PALMER GENERATOR  "Ventre"
   (2023 )

Li ho ascoltati facendo la doccia, e poi asciugandomi. Esperienza consigliata per gli amanti della psichedelia! Il bagno diventa la cabina di un modulo per esplorare lo spazio.

Il quarto album della famiglia Palmer (è un trio padre, figlio e zio) si chiama “Ventre”, ed è suddiviso in quattro tracce omonime: “I”, “II”, “III” e l'ultima, denominata con licenza poetica, “IIII”. Basso, batteria e chitarra portano un post-rock psichedelico che, come intenzione, attinge dalla musica cosmica, quel krautrock che con suoni dilatati e distorti si ispira all'universalità, alla totalità dell'esistenza.

Il primo capitolo è una breve introduzione energica di 4 minuti; la seconda sono 10 minuti dove siamo rincorsi dal delay della chitarra, e dove il basso esegue dei bicordi prima-terza, alternandosi tra tonalità maggiore e minore.
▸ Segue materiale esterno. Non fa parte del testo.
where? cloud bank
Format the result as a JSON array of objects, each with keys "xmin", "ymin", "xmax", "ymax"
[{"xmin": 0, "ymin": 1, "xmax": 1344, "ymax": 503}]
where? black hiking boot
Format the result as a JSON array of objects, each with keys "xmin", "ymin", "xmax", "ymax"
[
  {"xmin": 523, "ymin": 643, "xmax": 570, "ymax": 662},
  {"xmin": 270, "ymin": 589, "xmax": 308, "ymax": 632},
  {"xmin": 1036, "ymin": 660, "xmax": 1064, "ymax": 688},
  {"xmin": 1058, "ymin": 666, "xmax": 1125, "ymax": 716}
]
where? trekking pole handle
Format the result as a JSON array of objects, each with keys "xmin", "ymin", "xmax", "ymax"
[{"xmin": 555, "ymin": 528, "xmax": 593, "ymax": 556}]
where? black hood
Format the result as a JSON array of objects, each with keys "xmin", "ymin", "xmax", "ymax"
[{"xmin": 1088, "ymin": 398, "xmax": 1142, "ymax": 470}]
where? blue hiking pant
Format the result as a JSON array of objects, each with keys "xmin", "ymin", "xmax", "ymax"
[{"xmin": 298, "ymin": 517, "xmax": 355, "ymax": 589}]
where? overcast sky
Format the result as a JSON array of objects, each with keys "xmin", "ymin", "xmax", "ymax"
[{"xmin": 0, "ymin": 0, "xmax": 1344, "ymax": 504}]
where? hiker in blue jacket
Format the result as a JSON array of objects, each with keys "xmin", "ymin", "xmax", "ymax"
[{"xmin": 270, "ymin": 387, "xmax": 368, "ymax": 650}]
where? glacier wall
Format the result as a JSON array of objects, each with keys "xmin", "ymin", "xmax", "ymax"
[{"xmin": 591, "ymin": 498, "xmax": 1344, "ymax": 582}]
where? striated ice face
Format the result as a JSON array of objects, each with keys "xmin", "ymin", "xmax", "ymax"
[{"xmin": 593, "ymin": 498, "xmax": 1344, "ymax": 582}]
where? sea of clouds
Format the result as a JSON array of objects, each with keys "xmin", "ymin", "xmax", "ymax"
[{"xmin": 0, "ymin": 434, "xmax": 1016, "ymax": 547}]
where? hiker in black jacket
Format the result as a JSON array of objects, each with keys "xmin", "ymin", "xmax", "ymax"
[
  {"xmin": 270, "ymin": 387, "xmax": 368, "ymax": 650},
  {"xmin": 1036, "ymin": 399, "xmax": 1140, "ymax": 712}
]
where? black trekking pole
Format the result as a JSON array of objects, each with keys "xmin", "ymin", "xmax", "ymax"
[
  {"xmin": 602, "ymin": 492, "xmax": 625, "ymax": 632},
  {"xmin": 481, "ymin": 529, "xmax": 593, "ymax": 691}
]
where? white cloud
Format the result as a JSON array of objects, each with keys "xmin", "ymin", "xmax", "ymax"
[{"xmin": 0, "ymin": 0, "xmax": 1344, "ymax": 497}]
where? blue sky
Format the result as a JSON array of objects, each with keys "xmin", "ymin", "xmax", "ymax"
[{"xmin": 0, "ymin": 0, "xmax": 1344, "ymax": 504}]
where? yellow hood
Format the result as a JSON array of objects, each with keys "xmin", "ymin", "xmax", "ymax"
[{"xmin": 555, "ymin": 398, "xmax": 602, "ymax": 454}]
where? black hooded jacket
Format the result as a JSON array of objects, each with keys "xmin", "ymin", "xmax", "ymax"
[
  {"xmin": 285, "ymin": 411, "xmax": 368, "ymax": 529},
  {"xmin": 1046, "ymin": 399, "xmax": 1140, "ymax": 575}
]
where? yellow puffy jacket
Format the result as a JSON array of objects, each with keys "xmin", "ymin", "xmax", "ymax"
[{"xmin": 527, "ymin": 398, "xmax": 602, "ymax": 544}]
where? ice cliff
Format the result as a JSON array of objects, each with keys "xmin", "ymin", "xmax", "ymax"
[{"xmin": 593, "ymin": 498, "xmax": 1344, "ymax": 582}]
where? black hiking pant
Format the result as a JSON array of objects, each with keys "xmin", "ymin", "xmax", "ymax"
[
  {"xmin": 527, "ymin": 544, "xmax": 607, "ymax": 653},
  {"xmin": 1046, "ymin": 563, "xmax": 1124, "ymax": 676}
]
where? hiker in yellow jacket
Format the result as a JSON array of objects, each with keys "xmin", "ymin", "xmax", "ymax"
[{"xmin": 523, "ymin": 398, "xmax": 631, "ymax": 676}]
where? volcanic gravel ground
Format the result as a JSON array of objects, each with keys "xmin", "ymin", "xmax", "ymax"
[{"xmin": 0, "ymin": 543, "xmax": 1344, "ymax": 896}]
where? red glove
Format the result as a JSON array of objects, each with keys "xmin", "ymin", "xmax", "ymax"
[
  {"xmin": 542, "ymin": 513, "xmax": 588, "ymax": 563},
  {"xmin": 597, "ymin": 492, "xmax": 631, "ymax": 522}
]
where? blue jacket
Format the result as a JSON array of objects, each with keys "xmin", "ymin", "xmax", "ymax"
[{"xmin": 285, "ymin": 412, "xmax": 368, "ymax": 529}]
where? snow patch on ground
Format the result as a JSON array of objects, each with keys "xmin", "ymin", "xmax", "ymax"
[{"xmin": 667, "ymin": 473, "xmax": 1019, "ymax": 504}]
Il brano va in crescendo, fino a deflagrare nella seconda metà. Il terzo capitolo invece sembra essere il fulcro concettuale, iniziando con scampanellii, e un basso “riflessivo” sui propri giri.

Il mio fonico di fiducia, quando sente un basso così, dice che “ha molta punta”. Qui il crescendo è meno marcato, la variazione nei 15 minuti sta nel cambio di sonorità. La batteria fa intuire quale sarà il ritmo lento che andrà ad avviare, ma ci gioca molto prima di arrivarci davvero. E nell'attesa, la chitarra ci ipnotizza con altre sequenze in delay. L'ultima parte dura 9 minuti ed esplode a metà, lasciando infine una lunga coda di suoni in feedback, che poi è l'essenza della ricerca cosmica, fatta con chitarra, basso e batteria: questa sospensione, come di pulviscolo atmosferico che fluttua dopo un impatto.

Il trio è compatto, ma si sente che nei Palmer Generator il protagonista è il bassista, che traina gli altri col suo dettato melodico. È un sano rock psichedelico, non innovativo ma efficace, e ben gestito nella dinamica, nel creare attesa, nel crescere e (soprattutto) nel decrescere.